Flank straps are tied around the horse’s flank to confine the genitals, causing severe pain and provoking the animals to buck and run away at high speed.
Ropes can be jerked extremely forcefully, resulting in the animals slamming into the ground at high speed and injuring their necks and other body parts. This is what is done to young calves in calf roping events.
Spurs use may leave bruises or open, bleeding wounds where the devices have torn skin. Horses’ skin is much thinner than human skin, so it tears more easily and the horse also feels greater pain.
It is difficult to know how many animals are injured or killed in New Zealand rodeos, as there is no obligation to report deaths and injuries to the Ministry for Primary Industries. MPI and the SPCA attend only some rodeos.
Animals used in rodeos are deprived of the opportunity to display normal patterns of behaviour. They are sometimes left for extended periods without food or water.
Animals do not want to enter the arena and are made to do so by the use of electric shocks, kicks and beatings. When calves try to run aware to escape from the pain and fear, they are jerked back and slammed onto the ground. This is called “clotheslining.”
Injured animals do not always receive veterinary treatment, as was outlined to me in documents received under the Official Information Act. They detailed a vet’s concerns about rodeos held on consecutive days at which horses were injured and no veterinary treatment was provided and the injuries were not reported.
Instead of protecting animals, rodeo by its inherent nature causes injury – and sometimes death.
Rodeo is purely for entertainment and there can accordingly be no argument that the pain or distress which animals suffer is either reasonable or necessary.
The Animal Welfare (Rodeos) Code of Welfare is drawn up by the National Animal Welfare Advisory Committee to establish minimum standards for the care of animals and best-practice recommendations for people dealing with animals.
NAWAC’s statutory report accompanying the current, 2014 code was 11 pages long and listed nine references.
Nine references are incredibly flimsy for any research and completely inadequate to fulfil NAWAC’s obligation to prepare codes based on good practice, scientific knowledge and available technology.
One of the references cited was a Letter to the Editor. The others were between four and 13 pages long.
The dates of the articles were : 1987; 2000; 2001; 2003 (two articles); 2005; 2010; 2012 (two articles). Only three of the articles were published in the same decade the report was written.
In relation to the incidence of animal injuries in rodeos, the report referred to United States’ figures dating from 1994 and 1998/1999.
NAWAC was divided on calf roping, but a majority agreed it should continue in the absence of evidence that the event caused calves significant pain and distress.
Since then, a 2016 University of Queensland study has found that calf roping is stressful for both experienced and naïve calves.
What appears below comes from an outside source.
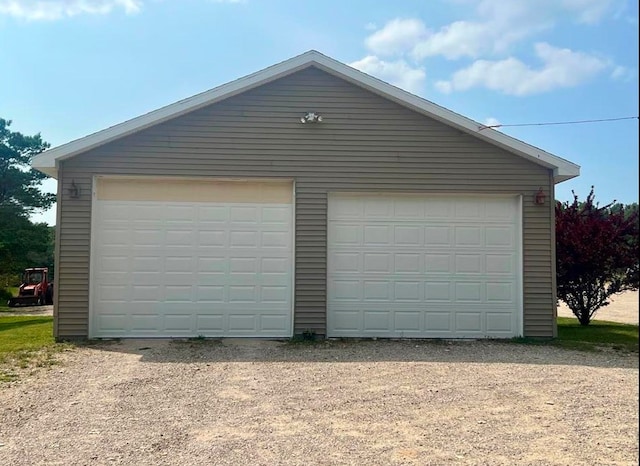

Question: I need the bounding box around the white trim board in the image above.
[32,50,579,183]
My opinion is that, if this research had been available at the time NAWAC was preparing the 2014 code, the committee would have banned calf roping.
NAWAC has also not read a German study titled that analysed 14 German rodeos and evaluated the behavioural expressions of horses involved in bare back riding and saddle bronc riding.
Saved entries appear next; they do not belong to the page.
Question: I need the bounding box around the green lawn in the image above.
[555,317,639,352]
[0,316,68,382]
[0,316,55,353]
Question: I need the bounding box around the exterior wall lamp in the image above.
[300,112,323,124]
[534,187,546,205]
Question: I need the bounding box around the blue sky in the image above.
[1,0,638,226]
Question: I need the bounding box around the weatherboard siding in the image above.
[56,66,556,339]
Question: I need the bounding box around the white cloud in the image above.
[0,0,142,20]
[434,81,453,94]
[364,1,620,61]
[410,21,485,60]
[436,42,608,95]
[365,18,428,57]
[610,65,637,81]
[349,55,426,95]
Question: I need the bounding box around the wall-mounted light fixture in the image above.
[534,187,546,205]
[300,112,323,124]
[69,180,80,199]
The paper found that, in all 137 starts analysed, the horses displayed abnormal behaviour. In the “Rider Down” sequences, 94 per cent of the animals displayed harm-avoiding behaviours including bucking, kicking or vertical tail-whipping.
What is needed now is immediate action to ensure the Animal Welfare Act is properly applied.
Calf roping, steer wrestling and bull riding are in breach of the act’s criminal prohibition against ill-treatment. The holding of rodeos normalises and perpetuates mistreatment of animals in a way which would be unacceptable for companion or farmed animals.
The rodeo code assists in these breaches by cloaking unlawful behaviour with a patina of legality. However, codes are subordinate to the act and therefore cannot actually legalise actions which breach the act’s fundamental provisions.
It is time to repeal the rodeo code and explicitly prohibit rodeos in New Zealand.